STEPHEN JOHN DIVERS
BSc(Hons);BVetMed; CertZooMed; CBiol, MlBiol; M.R.C.V.S.
Certificate in Zoological Medicine
Exotic Animal Centre, 12 Fitzilian Avenue, Harold Wood, Romford, Essex, RM3 OQS.
Presented at the Symposium at the University of Bristol, 28 March 1998
Reptile emergencies do occur; attacked by a dog, drowned in a pond; caught in a fire. The basic approach to emergency reptile medicine follows along similar lines to domestic animal medicine, however reptile medicine also throws up a number of other problems¹. Reptiles are ectothermic and have a metabolic rate comparable to 1/7 that of mammals. Their slower metabolism generally results in the slower clinical manifestations of disease. Therefore, the clinician will often be presented with a moribund reptile that was in apparently good health this day previously. Some of these cases are true medical emergencies but many represent the terminal presentation of a chronic illness.
In cases of true emergency, it may be essential to admit and commence treatment (e.g. cardiorespiratory therapy) prior to taking a complete history, but in such cases a history should be taken by a veterinary nurse or the veterinarian at the earliest convenience. The importance of a detailed history must never be overlooked and may actually help in determining whether the current situation is truly acute or merely the terminal stage of chronic disease². Historical details of interest include;
Temperature and thermal environment (power cuts, heater malfunction, electrocution, breeding programme)

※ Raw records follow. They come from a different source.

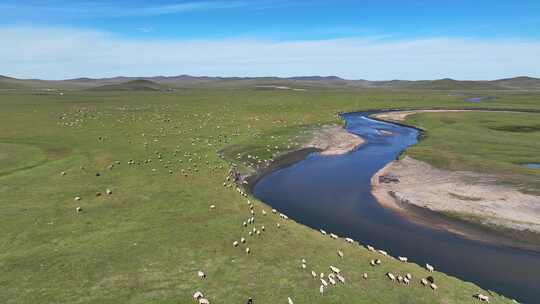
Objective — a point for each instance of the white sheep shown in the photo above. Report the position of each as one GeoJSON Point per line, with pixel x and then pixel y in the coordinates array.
{"type": "Point", "coordinates": [481, 297]}
{"type": "Point", "coordinates": [197, 295]}
{"type": "Point", "coordinates": [335, 269]}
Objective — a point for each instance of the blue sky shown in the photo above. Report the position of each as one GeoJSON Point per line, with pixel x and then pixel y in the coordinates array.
{"type": "Point", "coordinates": [353, 39]}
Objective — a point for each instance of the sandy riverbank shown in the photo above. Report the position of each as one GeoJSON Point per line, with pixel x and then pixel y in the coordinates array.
{"type": "Point", "coordinates": [467, 195]}
{"type": "Point", "coordinates": [334, 140]}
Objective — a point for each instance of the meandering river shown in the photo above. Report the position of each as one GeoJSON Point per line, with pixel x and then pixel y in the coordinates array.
{"type": "Point", "coordinates": [334, 193]}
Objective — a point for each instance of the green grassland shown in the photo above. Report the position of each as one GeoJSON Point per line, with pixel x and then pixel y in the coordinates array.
{"type": "Point", "coordinates": [492, 143]}
{"type": "Point", "coordinates": [146, 241]}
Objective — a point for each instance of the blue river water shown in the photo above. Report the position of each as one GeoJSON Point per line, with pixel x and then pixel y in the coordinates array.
{"type": "Point", "coordinates": [334, 193]}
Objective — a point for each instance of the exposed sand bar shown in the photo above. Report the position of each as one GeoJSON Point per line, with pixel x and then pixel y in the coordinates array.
{"type": "Point", "coordinates": [468, 195]}
{"type": "Point", "coordinates": [334, 140]}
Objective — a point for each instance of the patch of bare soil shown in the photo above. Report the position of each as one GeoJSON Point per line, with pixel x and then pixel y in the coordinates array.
{"type": "Point", "coordinates": [467, 195]}
{"type": "Point", "coordinates": [334, 140]}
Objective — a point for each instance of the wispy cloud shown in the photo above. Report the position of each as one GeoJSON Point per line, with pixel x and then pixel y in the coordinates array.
{"type": "Point", "coordinates": [126, 9]}
{"type": "Point", "coordinates": [56, 53]}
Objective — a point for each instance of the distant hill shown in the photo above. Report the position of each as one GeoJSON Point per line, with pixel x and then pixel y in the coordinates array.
{"type": "Point", "coordinates": [132, 85]}
{"type": "Point", "coordinates": [156, 83]}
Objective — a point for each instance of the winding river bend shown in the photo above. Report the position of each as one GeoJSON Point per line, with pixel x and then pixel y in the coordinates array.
{"type": "Point", "coordinates": [334, 193]}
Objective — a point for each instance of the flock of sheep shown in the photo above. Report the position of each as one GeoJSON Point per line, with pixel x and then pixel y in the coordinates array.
{"type": "Point", "coordinates": [334, 277]}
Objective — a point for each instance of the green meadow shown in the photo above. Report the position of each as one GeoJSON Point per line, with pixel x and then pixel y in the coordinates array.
{"type": "Point", "coordinates": [160, 155]}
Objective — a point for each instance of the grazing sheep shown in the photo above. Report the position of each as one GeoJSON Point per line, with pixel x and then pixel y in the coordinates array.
{"type": "Point", "coordinates": [197, 295]}
{"type": "Point", "coordinates": [335, 269]}
{"type": "Point", "coordinates": [481, 297]}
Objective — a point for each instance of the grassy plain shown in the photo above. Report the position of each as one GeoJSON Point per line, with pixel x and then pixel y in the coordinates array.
{"type": "Point", "coordinates": [146, 241]}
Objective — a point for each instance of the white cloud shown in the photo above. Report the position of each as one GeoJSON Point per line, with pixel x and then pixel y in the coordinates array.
{"type": "Point", "coordinates": [55, 53]}
{"type": "Point", "coordinates": [72, 9]}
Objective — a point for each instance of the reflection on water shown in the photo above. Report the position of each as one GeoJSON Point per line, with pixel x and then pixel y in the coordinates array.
{"type": "Point", "coordinates": [333, 193]}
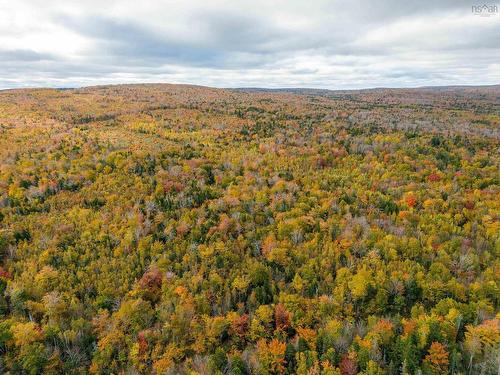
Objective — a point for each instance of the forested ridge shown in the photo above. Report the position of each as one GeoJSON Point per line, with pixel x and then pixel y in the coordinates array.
{"type": "Point", "coordinates": [175, 229]}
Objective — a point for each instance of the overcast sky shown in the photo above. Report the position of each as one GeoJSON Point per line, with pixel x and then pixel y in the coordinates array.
{"type": "Point", "coordinates": [314, 43]}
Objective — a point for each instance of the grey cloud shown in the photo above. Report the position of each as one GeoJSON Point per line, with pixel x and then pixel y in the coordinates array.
{"type": "Point", "coordinates": [322, 44]}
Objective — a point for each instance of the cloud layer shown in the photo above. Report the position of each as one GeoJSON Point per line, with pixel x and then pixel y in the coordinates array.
{"type": "Point", "coordinates": [325, 44]}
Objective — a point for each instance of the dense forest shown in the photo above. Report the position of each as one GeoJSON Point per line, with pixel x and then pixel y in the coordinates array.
{"type": "Point", "coordinates": [174, 229]}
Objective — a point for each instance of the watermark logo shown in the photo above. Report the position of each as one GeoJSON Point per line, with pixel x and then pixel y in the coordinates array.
{"type": "Point", "coordinates": [485, 10]}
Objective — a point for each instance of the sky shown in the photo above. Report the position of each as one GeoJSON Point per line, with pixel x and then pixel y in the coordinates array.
{"type": "Point", "coordinates": [315, 43]}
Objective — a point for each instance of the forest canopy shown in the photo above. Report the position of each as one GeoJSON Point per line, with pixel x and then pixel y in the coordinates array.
{"type": "Point", "coordinates": [179, 229]}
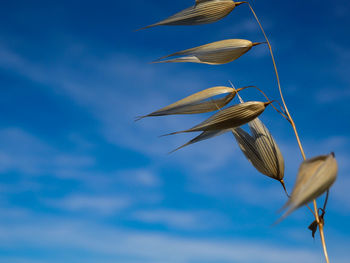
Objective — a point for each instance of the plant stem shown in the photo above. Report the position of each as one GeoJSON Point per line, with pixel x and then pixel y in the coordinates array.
{"type": "Point", "coordinates": [319, 222]}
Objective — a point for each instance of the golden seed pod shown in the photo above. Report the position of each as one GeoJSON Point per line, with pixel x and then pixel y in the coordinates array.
{"type": "Point", "coordinates": [198, 102]}
{"type": "Point", "coordinates": [214, 53]}
{"type": "Point", "coordinates": [261, 149]}
{"type": "Point", "coordinates": [315, 177]}
{"type": "Point", "coordinates": [203, 12]}
{"type": "Point", "coordinates": [231, 117]}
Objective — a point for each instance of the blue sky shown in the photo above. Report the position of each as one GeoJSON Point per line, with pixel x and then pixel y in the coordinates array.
{"type": "Point", "coordinates": [80, 181]}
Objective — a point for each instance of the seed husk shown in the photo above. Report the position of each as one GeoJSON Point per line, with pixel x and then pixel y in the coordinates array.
{"type": "Point", "coordinates": [215, 53]}
{"type": "Point", "coordinates": [231, 117]}
{"type": "Point", "coordinates": [315, 177]}
{"type": "Point", "coordinates": [198, 102]}
{"type": "Point", "coordinates": [206, 135]}
{"type": "Point", "coordinates": [261, 149]}
{"type": "Point", "coordinates": [203, 12]}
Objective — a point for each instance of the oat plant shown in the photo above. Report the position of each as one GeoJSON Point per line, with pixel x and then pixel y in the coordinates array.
{"type": "Point", "coordinates": [315, 176]}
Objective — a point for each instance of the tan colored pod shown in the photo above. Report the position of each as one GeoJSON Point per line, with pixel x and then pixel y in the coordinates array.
{"type": "Point", "coordinates": [215, 53]}
{"type": "Point", "coordinates": [203, 12]}
{"type": "Point", "coordinates": [315, 177]}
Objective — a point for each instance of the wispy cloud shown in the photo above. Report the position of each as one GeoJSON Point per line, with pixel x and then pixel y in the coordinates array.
{"type": "Point", "coordinates": [105, 205]}
{"type": "Point", "coordinates": [186, 220]}
{"type": "Point", "coordinates": [112, 242]}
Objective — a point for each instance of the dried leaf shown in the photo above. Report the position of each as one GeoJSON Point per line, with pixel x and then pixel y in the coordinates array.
{"type": "Point", "coordinates": [215, 53]}
{"type": "Point", "coordinates": [261, 149]}
{"type": "Point", "coordinates": [203, 12]}
{"type": "Point", "coordinates": [231, 117]}
{"type": "Point", "coordinates": [197, 103]}
{"type": "Point", "coordinates": [315, 177]}
{"type": "Point", "coordinates": [203, 136]}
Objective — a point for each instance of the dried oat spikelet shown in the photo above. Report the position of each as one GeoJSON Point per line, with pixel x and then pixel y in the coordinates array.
{"type": "Point", "coordinates": [261, 149]}
{"type": "Point", "coordinates": [231, 117]}
{"type": "Point", "coordinates": [215, 53]}
{"type": "Point", "coordinates": [315, 177]}
{"type": "Point", "coordinates": [206, 135]}
{"type": "Point", "coordinates": [198, 102]}
{"type": "Point", "coordinates": [203, 12]}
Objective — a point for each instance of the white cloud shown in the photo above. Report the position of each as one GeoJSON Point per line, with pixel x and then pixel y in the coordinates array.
{"type": "Point", "coordinates": [185, 220]}
{"type": "Point", "coordinates": [23, 152]}
{"type": "Point", "coordinates": [113, 243]}
{"type": "Point", "coordinates": [105, 205]}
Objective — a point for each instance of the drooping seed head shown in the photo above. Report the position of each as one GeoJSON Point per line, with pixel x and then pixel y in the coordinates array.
{"type": "Point", "coordinates": [261, 149]}
{"type": "Point", "coordinates": [203, 12]}
{"type": "Point", "coordinates": [200, 102]}
{"type": "Point", "coordinates": [315, 177]}
{"type": "Point", "coordinates": [215, 53]}
{"type": "Point", "coordinates": [231, 117]}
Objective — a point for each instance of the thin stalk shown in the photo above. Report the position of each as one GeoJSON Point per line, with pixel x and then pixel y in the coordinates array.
{"type": "Point", "coordinates": [319, 222]}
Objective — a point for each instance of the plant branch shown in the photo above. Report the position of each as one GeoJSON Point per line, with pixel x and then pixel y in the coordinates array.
{"type": "Point", "coordinates": [320, 221]}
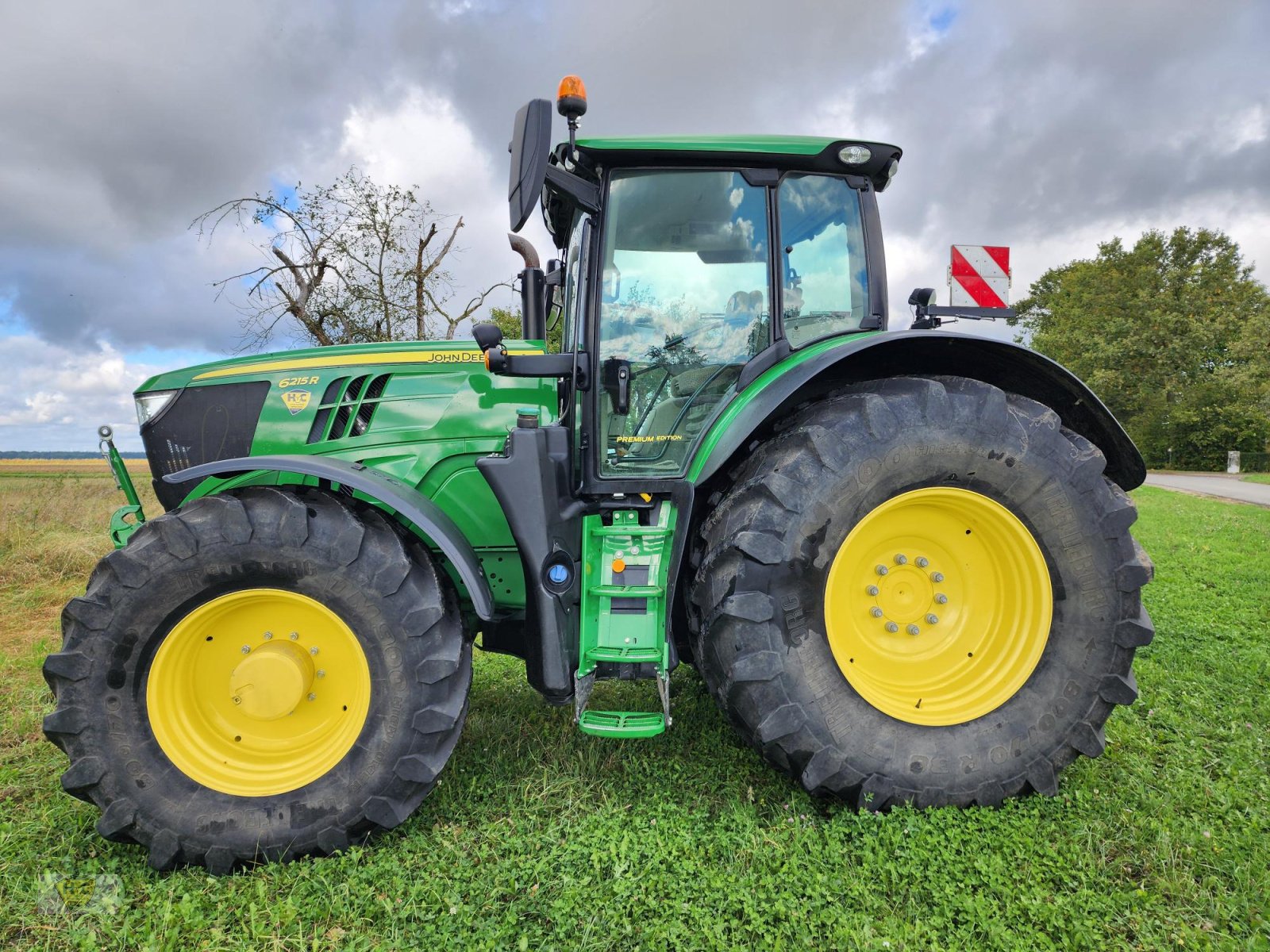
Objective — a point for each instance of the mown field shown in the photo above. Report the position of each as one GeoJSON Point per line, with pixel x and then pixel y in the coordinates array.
{"type": "Point", "coordinates": [541, 838]}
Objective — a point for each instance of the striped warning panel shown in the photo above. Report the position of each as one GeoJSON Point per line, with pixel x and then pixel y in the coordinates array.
{"type": "Point", "coordinates": [979, 276]}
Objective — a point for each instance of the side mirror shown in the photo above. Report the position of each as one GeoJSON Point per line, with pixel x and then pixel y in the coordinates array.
{"type": "Point", "coordinates": [487, 336]}
{"type": "Point", "coordinates": [922, 298]}
{"type": "Point", "coordinates": [531, 150]}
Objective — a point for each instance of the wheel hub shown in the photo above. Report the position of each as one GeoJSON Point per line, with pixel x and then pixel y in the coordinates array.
{"type": "Point", "coordinates": [248, 714]}
{"type": "Point", "coordinates": [906, 596]}
{"type": "Point", "coordinates": [272, 681]}
{"type": "Point", "coordinates": [937, 606]}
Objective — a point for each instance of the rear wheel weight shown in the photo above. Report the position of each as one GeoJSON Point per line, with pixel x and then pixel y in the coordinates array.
{"type": "Point", "coordinates": [145, 692]}
{"type": "Point", "coordinates": [781, 602]}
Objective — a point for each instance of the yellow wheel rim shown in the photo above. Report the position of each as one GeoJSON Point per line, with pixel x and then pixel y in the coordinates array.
{"type": "Point", "coordinates": [258, 692]}
{"type": "Point", "coordinates": [937, 606]}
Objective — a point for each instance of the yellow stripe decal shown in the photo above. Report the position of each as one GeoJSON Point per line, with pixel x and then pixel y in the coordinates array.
{"type": "Point", "coordinates": [357, 359]}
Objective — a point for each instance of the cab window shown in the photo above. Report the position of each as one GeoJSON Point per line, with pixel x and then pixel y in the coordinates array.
{"type": "Point", "coordinates": [685, 304]}
{"type": "Point", "coordinates": [825, 279]}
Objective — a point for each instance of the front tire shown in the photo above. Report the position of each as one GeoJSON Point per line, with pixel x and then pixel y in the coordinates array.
{"type": "Point", "coordinates": [812, 611]}
{"type": "Point", "coordinates": [258, 677]}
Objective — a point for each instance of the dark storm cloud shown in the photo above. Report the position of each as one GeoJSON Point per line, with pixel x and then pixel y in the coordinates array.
{"type": "Point", "coordinates": [1033, 118]}
{"type": "Point", "coordinates": [1019, 121]}
{"type": "Point", "coordinates": [121, 124]}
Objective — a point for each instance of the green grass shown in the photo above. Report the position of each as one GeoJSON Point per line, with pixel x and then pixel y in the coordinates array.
{"type": "Point", "coordinates": [541, 838]}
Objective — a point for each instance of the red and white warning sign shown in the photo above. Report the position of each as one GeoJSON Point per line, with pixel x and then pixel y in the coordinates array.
{"type": "Point", "coordinates": [979, 276]}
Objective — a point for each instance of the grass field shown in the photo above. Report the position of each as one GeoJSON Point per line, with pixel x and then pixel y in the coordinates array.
{"type": "Point", "coordinates": [543, 838]}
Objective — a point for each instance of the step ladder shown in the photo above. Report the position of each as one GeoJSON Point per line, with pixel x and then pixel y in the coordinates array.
{"type": "Point", "coordinates": [622, 621]}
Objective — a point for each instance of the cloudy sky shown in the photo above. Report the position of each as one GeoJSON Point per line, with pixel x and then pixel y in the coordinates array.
{"type": "Point", "coordinates": [1041, 126]}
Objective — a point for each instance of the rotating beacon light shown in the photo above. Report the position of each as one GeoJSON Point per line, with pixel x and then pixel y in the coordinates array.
{"type": "Point", "coordinates": [572, 105]}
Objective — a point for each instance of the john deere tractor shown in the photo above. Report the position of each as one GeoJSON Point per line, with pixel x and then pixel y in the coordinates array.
{"type": "Point", "coordinates": [899, 560]}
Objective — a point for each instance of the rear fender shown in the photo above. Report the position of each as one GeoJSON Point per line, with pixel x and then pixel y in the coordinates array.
{"type": "Point", "coordinates": [425, 517]}
{"type": "Point", "coordinates": [1001, 363]}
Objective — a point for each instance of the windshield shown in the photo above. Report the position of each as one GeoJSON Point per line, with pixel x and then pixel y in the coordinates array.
{"type": "Point", "coordinates": [685, 302]}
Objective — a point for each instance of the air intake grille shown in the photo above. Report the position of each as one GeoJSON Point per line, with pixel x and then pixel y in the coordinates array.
{"type": "Point", "coordinates": [201, 425]}
{"type": "Point", "coordinates": [347, 408]}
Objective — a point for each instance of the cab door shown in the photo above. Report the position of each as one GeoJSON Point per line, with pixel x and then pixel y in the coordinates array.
{"type": "Point", "coordinates": [685, 301]}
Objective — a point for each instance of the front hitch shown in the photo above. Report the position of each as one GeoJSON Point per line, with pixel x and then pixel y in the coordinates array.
{"type": "Point", "coordinates": [127, 518]}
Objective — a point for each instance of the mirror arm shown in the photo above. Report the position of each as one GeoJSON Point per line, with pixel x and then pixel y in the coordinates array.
{"type": "Point", "coordinates": [582, 192]}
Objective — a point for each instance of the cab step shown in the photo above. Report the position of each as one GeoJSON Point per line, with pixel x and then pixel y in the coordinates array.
{"type": "Point", "coordinates": [622, 622]}
{"type": "Point", "coordinates": [622, 724]}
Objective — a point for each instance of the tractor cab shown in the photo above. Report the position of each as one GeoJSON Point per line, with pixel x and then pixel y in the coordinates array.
{"type": "Point", "coordinates": [687, 267]}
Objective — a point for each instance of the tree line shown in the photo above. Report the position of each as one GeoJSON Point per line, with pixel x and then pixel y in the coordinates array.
{"type": "Point", "coordinates": [1172, 334]}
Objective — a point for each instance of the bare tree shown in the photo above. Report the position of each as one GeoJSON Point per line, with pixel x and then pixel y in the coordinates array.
{"type": "Point", "coordinates": [344, 263]}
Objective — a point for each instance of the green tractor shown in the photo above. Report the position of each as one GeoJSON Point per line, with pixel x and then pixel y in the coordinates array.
{"type": "Point", "coordinates": [901, 562]}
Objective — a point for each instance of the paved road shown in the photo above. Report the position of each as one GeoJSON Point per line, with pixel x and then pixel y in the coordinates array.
{"type": "Point", "coordinates": [1213, 486]}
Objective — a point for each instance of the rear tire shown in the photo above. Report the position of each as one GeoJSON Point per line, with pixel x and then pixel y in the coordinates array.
{"type": "Point", "coordinates": [759, 600]}
{"type": "Point", "coordinates": [309, 549]}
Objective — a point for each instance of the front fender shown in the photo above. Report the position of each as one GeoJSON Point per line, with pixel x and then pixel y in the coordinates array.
{"type": "Point", "coordinates": [1013, 367]}
{"type": "Point", "coordinates": [429, 520]}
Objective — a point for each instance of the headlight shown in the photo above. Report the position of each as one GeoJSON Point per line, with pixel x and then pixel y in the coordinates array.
{"type": "Point", "coordinates": [854, 155]}
{"type": "Point", "coordinates": [149, 405]}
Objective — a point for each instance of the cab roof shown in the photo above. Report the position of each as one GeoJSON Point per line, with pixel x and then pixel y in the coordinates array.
{"type": "Point", "coordinates": [795, 152]}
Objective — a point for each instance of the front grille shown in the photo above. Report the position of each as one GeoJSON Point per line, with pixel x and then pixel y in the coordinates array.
{"type": "Point", "coordinates": [201, 425]}
{"type": "Point", "coordinates": [347, 408]}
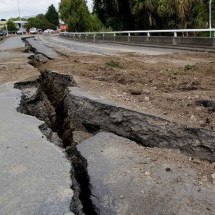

Lighting (sunlight, artificial UVB lights, how old, light-reptile distance, electrocution)
Hide-outs, substrate (wet, mouldy), furniture (fallen rocks or branches)
Recent changes in husbandry (last 6-12 months)
Other reptiles in direct contact with current patient (their health, clinical signs)
Recent additions to collection (last 6-12 months, quarantine)
Appetite and food intake (reduced, increased, slow deterioration, complete anorexia, duration, food types, supplements)
Water intake and humidity (observed drinking, increase or decrease, unknown)
Changes in behaviour (courtship, mating, egg laying/birth, tremors, depression, lethargy)
Owners records (weights, snout-vent measurements, Jackson ratio, ecdysis, routine treatments, other medications.)
In cases of true emergency, it may be essential to admit and commence treatment prior to performing a complete examination. Nevertheless a thorough clinical examination is always indicated and should be performed as soon as possible³. The examination should be systematic and cover all available systems. Traumatised areas including severe burns, fractures and wounds must be handled carefully to avoid further damage. During the examination;
Confirm species, sex and age.
Obtain an accurate weight and length, and an appreciation of overall body condition (pelvic limb and tail coverage, poverty lines).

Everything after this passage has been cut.